While Parks was in prison for 10 days, he claimed that the police and prosecutors did not bother to check the fingerprints and DNA left on the scene that could have released him.

“The defendant’s police department was relying only on defective and illegal software (facial recognition software) or some similar program, while all evidence and expertise confirmed that the plaintiff had no relationship with the suspect for the crimes,” according to Sexton.

Sexton says all charges against Parks have been dropped.

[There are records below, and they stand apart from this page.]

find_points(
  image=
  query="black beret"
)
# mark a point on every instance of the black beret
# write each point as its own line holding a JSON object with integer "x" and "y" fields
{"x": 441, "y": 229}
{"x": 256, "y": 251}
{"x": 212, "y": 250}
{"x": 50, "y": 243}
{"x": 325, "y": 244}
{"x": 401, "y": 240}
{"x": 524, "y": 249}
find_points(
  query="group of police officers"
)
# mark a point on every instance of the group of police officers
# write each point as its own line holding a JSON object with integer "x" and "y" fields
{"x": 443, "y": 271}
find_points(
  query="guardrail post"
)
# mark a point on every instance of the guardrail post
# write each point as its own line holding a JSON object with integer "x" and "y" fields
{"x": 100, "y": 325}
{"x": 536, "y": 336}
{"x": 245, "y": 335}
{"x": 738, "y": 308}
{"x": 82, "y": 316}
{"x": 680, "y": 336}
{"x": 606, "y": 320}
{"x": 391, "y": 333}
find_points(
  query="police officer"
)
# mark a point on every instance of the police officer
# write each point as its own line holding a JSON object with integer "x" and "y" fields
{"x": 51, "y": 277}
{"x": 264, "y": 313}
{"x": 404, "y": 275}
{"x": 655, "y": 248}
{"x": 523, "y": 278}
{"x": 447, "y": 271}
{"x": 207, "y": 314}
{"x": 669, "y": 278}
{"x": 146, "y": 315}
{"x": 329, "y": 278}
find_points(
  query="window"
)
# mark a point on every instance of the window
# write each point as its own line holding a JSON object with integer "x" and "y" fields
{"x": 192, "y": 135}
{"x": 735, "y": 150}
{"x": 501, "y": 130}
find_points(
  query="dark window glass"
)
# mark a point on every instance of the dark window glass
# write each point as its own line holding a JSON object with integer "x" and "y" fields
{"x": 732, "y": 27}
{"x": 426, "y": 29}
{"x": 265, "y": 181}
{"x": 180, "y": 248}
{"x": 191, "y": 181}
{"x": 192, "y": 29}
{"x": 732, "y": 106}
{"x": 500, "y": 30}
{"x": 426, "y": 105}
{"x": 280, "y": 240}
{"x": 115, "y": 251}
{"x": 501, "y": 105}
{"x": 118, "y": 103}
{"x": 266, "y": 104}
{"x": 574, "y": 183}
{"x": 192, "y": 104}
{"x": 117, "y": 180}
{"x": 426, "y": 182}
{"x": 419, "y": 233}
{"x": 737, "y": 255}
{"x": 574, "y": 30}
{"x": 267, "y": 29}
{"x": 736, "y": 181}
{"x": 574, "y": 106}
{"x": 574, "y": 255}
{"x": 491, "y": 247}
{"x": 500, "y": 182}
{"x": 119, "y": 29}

County prosecutors and jailers, the Woodbridge police and the mayor are named as defendants in the lawsuit.

A Woodbridge spokesman declined to comment on Tuesday, claiming that no one in the county had been informed of the case yet. Prosecutors ‘and jailers’ representatives did not immediately return messages asking for their response.

While the use of facial recognition technology is growing, critics believe that the algorithms struggle to distinguish the faces of people with dark skin.

Nathan Freed Wessler, a lawyer on the ACLU’s Speech, Privacy and Technology Project team, said on Tuesday that Parks’s arrest was the result of “flawed and privacy-invasive surveillance technology”.

“There are probably many more interrogations, arrests and possibly even convictions because of this technology that we don’t yet know about,” said Wessler in a statement, adding that “this technology disproportionately harms the black community.”